Наконец, если все предыдущие шаги успешны, остается еще один пункт: чтобы сознательно уберечь от разрушения отношения двоих людей, создающих свой брак, стоит решить вопрос о преждевременных сексуальных экспериментах до брака. Почти всегда секс до брака — секс без любви или до любви, секс как игра, как эксперимент с природной потребностью рожать детей — становится просто встречей пениса и влагалища, а не общением людей. Это чревато истерической диссоциацией, в результате которой люди остаются вне секса и позже; сексуальность отделяется от взаимоотношений и становится механическим процессом, который скорее разделяет, чем соединяет. Отношения двух сверстников могут возникнуть в браке тогда, когда сексуальность идет следом за встречей двух цельных людей, не являясь затычкой для уменьшения тревоги, паники, страха перед зрителями или культурного шока от встречи с иностранцем, происходящим из чужой семейной культуры.
Разные стили брака
Брак — особый процесс со своей мощной диалектикой, развивающейся между полюсами «индивидуация-сопринадлежность». Сила такой команды из двоих людей столь велика и притягательна, что возникает искушение пожертвовать своей индивидуацией и усыновить друг друга, и тогда каждый из супругов становится родителем другого, а за это в награду получает возможность быть ребенком команды.
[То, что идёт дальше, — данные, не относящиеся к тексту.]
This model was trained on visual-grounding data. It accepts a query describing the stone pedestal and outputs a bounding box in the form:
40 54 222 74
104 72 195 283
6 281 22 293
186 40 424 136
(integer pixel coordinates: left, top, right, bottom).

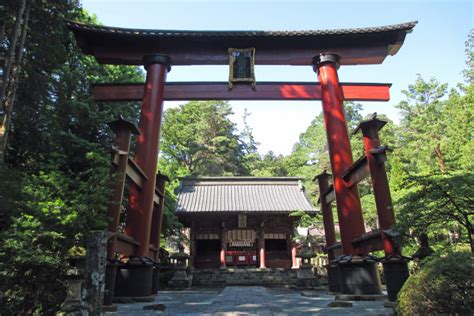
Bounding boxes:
296 265 321 289
114 256 153 297
151 262 160 295
104 260 119 306
296 246 321 289
382 258 410 302
168 248 192 289
58 257 85 316
325 261 341 293
337 256 382 295
83 231 110 315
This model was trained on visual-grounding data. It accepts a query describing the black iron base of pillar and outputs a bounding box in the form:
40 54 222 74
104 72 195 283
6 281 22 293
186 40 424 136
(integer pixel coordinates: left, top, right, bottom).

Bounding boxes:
337 256 382 295
103 260 119 306
382 258 410 302
326 261 341 293
114 256 153 297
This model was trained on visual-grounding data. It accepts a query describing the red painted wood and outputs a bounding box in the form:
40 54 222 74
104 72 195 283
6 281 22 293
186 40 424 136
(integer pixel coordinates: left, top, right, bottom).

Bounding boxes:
92 82 390 102
93 43 388 66
125 64 167 256
352 230 384 252
360 119 400 256
317 55 365 255
315 172 336 260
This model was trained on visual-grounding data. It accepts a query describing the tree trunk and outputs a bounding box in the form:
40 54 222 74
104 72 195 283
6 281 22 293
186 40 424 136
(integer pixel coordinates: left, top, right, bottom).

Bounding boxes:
0 0 31 164
434 143 446 175
0 0 26 105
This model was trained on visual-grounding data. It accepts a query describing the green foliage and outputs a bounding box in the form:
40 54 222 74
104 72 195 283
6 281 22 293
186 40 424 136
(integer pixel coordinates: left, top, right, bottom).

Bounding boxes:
396 252 474 315
398 171 474 252
0 1 143 315
159 101 249 176
289 210 321 227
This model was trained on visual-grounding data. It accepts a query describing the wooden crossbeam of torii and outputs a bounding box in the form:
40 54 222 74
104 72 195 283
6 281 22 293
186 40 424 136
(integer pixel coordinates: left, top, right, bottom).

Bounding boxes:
92 82 391 102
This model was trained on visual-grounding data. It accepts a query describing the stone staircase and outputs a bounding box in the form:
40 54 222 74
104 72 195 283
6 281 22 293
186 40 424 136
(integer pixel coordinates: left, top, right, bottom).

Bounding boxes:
192 268 296 287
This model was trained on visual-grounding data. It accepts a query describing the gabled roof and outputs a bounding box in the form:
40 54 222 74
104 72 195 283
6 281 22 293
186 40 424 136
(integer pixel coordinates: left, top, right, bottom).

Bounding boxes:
66 21 416 66
176 177 316 215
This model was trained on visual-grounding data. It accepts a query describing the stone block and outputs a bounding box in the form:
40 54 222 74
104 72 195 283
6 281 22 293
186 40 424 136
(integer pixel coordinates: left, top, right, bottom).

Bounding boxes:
327 301 353 307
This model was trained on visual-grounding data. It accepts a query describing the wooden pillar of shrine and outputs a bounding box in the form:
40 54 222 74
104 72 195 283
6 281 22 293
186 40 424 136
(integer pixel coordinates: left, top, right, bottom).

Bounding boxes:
313 53 382 294
313 54 365 255
290 220 300 269
313 170 341 292
313 170 336 261
188 221 196 269
354 116 409 301
125 54 170 256
220 221 227 269
258 220 267 269
107 117 139 260
150 173 169 260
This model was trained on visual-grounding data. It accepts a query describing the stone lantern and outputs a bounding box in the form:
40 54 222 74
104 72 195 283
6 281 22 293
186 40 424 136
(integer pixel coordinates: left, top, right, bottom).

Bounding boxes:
296 243 320 289
168 245 192 289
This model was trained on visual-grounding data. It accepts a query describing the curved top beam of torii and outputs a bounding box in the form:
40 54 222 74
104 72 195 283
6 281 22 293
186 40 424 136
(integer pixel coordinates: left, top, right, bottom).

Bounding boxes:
66 21 417 65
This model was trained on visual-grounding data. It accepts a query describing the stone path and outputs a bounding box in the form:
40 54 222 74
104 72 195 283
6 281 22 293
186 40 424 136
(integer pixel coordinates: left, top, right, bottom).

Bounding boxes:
106 286 393 316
Успех этой сложной диалектики опирается на опыт прежней сопринадлежности семье и индивидуации из нее. Способность принадлежать семье и в то же время не бояться индивидуации развивается медленно. Она может быть нарушена — хотя и не разрушена — на любом этапе, и каждое нарушение этого процесса потом превращается в проблему брака. Если первый опыт жизни вне семьи — в колледже или на работе — успешен, человек рискует отделяться все больше и больше. Когда после приключений во внешнем мире он возвращается в тепло семьи, то становится способен к большей близости со своей семьей, чем прежде. Завершает отделение от семьи вступление в брак — для создания новой семьи. Но это отделение достаточно искусственно, хотя его ошибочно отождествляют с полной индивидуацией из прежней семьи.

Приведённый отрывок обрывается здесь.